Молодая женщина в пестром халате у окна закурила вторую сигарету, сняла темные очки и бросила взгляд в нашу сторону. Я приветливо ей кивнул. В ответ она улыбнулась. Но из-за разбитой губы улыбка у женщины получилась кривая и однобокая. Как у гестаповца из старого советского кинофильма, допрашивающего пойманного партизана.
— Стало быть, дядя Виктор умер и отписал мне свое наследство. Правильнее сказать, нам двоим. Поскольку никаких других родственников у него не осталось. Все его наследство — это двухкомнатная квартира в доме городского типа в поселке Вихляево. Само собой, с обстановкой.
— Я и не знал.
— Володя, я ж тебе рассказывала о его наследстве еще осенью, — упрекнула меня Шура.

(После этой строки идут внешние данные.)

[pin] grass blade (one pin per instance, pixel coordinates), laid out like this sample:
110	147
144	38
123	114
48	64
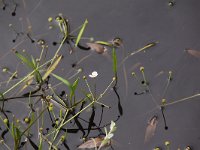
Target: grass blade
114	57
104	43
65	81
81	32
25	60
52	67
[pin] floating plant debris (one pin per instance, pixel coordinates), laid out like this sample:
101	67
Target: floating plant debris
93	75
92	143
193	53
151	128
53	113
100	49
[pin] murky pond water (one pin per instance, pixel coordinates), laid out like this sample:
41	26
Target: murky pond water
149	105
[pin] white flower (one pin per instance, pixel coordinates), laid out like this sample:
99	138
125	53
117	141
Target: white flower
93	75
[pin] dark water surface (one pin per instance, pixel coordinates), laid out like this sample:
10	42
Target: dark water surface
137	22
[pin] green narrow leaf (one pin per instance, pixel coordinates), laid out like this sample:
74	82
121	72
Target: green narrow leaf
66	82
25	60
18	134
81	32
52	68
104	43
114	58
75	84
13	130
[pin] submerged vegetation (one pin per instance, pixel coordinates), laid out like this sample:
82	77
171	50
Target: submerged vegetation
58	105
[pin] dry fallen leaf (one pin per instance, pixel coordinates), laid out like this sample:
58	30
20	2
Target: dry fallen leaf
92	143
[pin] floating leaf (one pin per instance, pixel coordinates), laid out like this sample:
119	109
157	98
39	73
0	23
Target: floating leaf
81	32
91	143
100	49
151	127
114	57
194	53
104	43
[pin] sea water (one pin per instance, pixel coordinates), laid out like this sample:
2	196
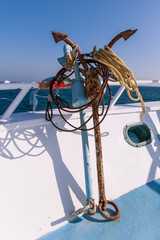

— Разве? Что-то не помню, — пожал я плечами. Возможно, она действительно мне рассказывала, но я не придал этому никакого значения. Что ж, бывает.
— Сначала я подумала: зачем нам сдалась эта его квартира? Был хотя бы деревянный домик — тогда куда еще ни шло. Приезжали бы отдыхать летом. А то квартира в поселке — ни туда, ни сюда. Но потом решила: вдруг когда-нибудь пригодится? Чего добру пропадать? Опять же, продать можно. Как твое мнение?
— Точно, вдруг пригодится, — согласился я. — Но лучше бы дядя оставил нам квартиру в Москве.